Marcin Cabaj: Już wczoraj przeprosiłem...

- Bardzo mi zależało na tym, żeby drużyna pod wodzą nowego trenera zaliczyla jakąś zdobycz punktową i w tabeli poszła do góry. Mieliśmy chrapkę na trzy oczka, ale nie zdobyliśmy nawet jednego - mówi po meczu z Jagiellonią Białystok (0:2) Marcin Cabaj. Bramkarz Cracovii już w czwartej minucie otrzymując czerwoną kartkę osłabił swój zespół.
- Co poczułeś w czwartej minucie?
- (chwila zastanowienia) Na pewno krzywdzącą nas wszystkich sytuację. Wydawało mi się, że byłem wcześniej od tego zawodnika (Tomaš Pešír - przyp.) i był tam bardzo nikły kontakt. Nie było żadnego ataku na nogi, a jedynie smyrnął mnie po klatce piersiowej. To spowodowało jego upadek. Później widziałem, że ten sam zawodnik utrzymywał się przy piłce przy dużo gorszych wejściach innych graczy. Pokazał cwaniactwo boiskowe wykorzystując fakt, że wyszedłem z bramki i biegłem w stronę piłki.
- Za to zagranie ujrzałeś czerwoną kartkę...
- Szkoda, bo przy tej sytuacji była pozycja spalona, więc teoretycznie akcja nie powinna mieć miejsca.
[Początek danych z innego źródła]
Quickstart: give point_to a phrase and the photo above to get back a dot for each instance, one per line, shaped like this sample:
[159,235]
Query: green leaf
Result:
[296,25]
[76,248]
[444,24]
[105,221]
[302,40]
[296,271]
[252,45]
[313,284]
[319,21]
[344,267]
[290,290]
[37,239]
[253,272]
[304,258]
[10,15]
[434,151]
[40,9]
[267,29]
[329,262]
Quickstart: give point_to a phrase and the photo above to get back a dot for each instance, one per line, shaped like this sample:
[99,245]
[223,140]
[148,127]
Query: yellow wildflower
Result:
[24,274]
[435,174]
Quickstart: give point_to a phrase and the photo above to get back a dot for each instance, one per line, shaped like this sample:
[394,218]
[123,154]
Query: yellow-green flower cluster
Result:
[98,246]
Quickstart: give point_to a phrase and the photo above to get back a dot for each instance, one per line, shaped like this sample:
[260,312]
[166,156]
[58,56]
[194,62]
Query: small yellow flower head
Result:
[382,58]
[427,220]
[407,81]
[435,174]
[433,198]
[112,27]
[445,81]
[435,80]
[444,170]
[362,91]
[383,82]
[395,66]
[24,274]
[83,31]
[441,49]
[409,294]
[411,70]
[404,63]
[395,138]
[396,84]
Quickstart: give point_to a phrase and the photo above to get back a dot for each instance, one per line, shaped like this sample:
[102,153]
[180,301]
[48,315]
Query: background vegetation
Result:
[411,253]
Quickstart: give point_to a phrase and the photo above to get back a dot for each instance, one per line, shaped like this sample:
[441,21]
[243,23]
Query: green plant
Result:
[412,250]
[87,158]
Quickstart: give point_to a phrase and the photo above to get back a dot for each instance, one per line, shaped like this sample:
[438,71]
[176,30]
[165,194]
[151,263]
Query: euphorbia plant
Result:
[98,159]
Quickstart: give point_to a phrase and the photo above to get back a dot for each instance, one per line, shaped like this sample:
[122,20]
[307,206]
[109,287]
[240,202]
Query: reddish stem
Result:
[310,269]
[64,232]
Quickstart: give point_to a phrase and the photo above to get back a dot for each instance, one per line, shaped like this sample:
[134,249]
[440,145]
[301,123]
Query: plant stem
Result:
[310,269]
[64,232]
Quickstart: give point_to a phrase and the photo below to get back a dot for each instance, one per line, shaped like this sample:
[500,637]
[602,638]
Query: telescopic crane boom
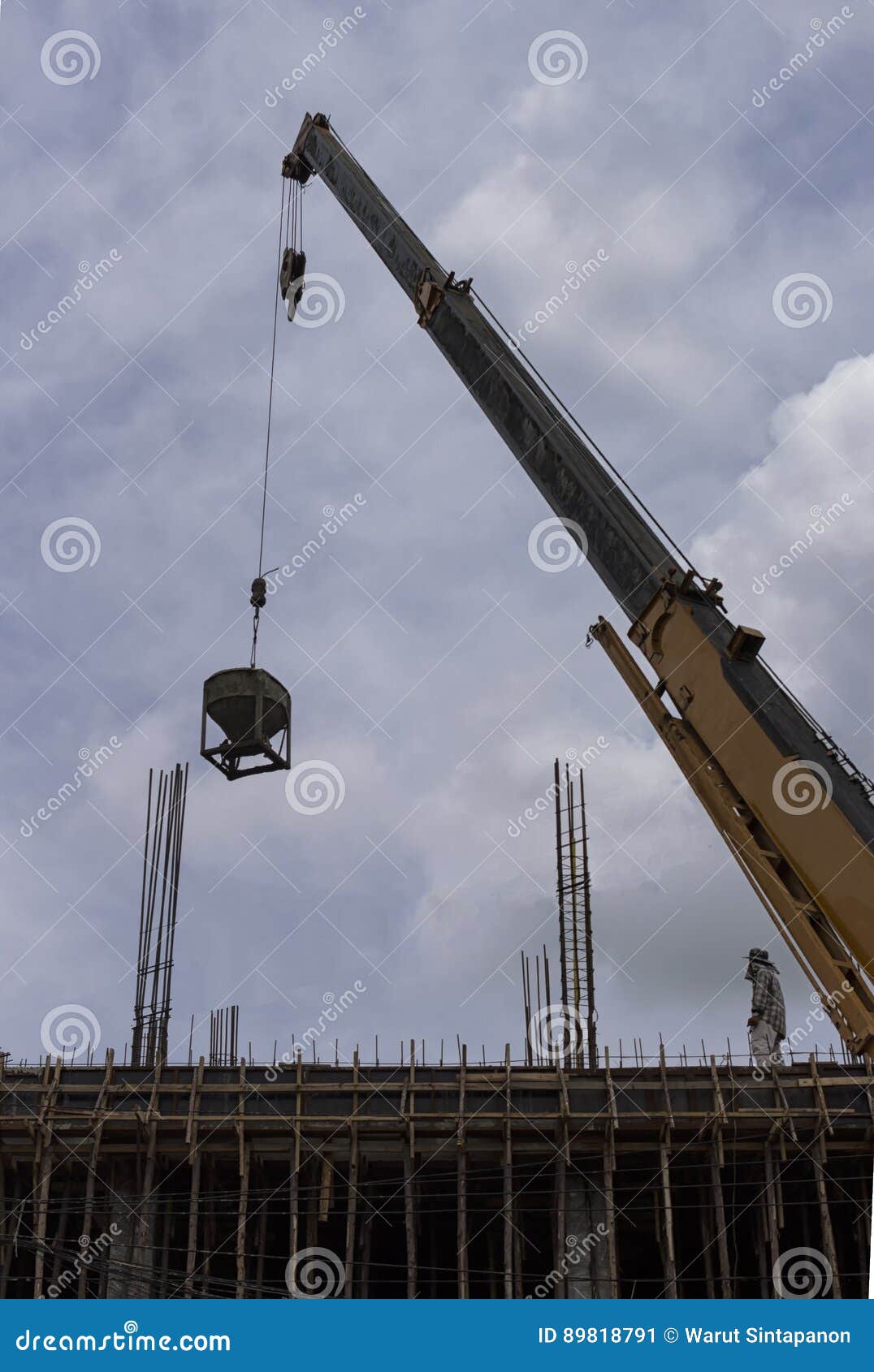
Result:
[790,805]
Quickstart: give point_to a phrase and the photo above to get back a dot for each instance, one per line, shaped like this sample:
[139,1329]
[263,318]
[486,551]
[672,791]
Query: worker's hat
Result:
[758,956]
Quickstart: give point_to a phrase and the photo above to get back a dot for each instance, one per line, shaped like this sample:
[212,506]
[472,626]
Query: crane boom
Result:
[794,809]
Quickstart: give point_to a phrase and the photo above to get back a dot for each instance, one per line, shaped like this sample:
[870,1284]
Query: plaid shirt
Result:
[768,996]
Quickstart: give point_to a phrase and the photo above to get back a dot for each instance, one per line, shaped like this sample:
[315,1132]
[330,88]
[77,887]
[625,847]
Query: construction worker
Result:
[768,1020]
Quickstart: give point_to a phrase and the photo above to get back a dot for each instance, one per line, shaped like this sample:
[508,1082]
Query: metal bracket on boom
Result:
[428,294]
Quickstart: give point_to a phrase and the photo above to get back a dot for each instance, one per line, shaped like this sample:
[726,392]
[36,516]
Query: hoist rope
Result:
[266,455]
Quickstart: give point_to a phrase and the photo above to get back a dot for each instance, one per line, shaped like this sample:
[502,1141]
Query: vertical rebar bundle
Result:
[162,855]
[575,942]
[224,1026]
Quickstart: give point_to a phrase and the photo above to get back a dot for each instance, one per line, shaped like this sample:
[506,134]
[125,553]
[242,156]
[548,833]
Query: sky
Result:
[714,161]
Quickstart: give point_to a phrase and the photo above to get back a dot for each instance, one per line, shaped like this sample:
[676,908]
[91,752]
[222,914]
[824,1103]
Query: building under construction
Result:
[424,1180]
[563,1171]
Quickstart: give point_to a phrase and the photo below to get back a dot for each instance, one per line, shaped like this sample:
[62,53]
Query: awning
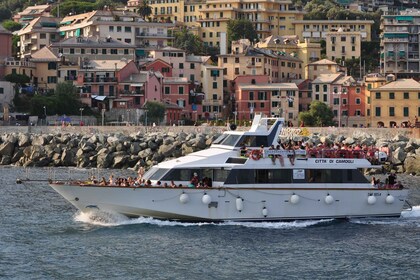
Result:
[98,97]
[405,18]
[140,52]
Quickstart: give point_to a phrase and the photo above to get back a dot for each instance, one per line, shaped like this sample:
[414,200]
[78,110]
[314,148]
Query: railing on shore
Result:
[386,133]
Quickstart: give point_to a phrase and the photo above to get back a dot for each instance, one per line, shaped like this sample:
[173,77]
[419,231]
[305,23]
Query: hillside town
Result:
[119,60]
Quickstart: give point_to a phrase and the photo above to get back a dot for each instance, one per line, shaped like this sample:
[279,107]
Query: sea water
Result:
[43,237]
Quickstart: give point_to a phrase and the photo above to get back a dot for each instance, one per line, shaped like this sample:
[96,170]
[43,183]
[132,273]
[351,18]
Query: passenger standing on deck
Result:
[140,172]
[272,156]
[280,156]
[194,180]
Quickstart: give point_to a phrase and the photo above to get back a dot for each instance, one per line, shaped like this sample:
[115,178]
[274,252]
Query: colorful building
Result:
[316,30]
[395,103]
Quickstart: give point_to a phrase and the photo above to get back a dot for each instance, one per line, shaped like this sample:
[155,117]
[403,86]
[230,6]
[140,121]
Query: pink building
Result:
[159,65]
[255,94]
[5,48]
Z perspektywy całego spotkania muszę stwierdzić, że mogłem zostać w bramce.
- Czyli żałujesz podjętej decyzji?
- Po meczu już tak. Do przerwy jeszcze nie, bo liczyłem, że może uda nam się uzyskać korzystny wynik. Po spotkaniu chłopaki pytali się, czy nie mogłem się zatrzymać, ale to było niemożliwe. Biegłem na wariata, by wybić piłkę spod nóg, ale ta na moje nieszczęście zwolniła, przez co zawodnik Jagiellonii mógł sobie ją dziubnąć.
- Co zrobiłeś po zejściu z boiska?
- Oglądałem całą pierwszą połowę stojąc przy bramie obok boiska. Zmarzłem jak cholera...
- Nie miałeś kurtki? Czapki?
- Nie. Byłem tak rozgrzany i wściekły na to, co się stało, że przez trzydzieści minut nie było mi zimno. Później już tak. W przerwie poszedłem do szatni, wziąłem prysznic i obejrzałem drugą połowę.
- Ciężko grało się Cracovii bez jednego zawodnika...
- Zgadza się. Przez dłuższy okres czasu gra była równorzędna, ale z czasem chłopakom zaczęło brakować sił. Jagiellonia to wykorzystała, strzeliła bramkę, a potem dobiła nas drugą.
- Przebywałeś kiedyś tak krótko na boisku?
- Myślę, że to był pierwszy taki mecz... Ciężko mi o tym mówić... Bardzo mi zależało na tym, żeby drużyna pod wodzą nowego trenera zaliczyla jakąś zdobycz punktową i w tabeli poszła do góry. Mieliśmy chrapkę na trzy oczka, ale nie zdobyliśmy nawet jednego. Tego przed meczem się nie spodziewałem. Już wczoraj przeprosiłem trenera i kolegów z drużyny za to, że tak to wyszło.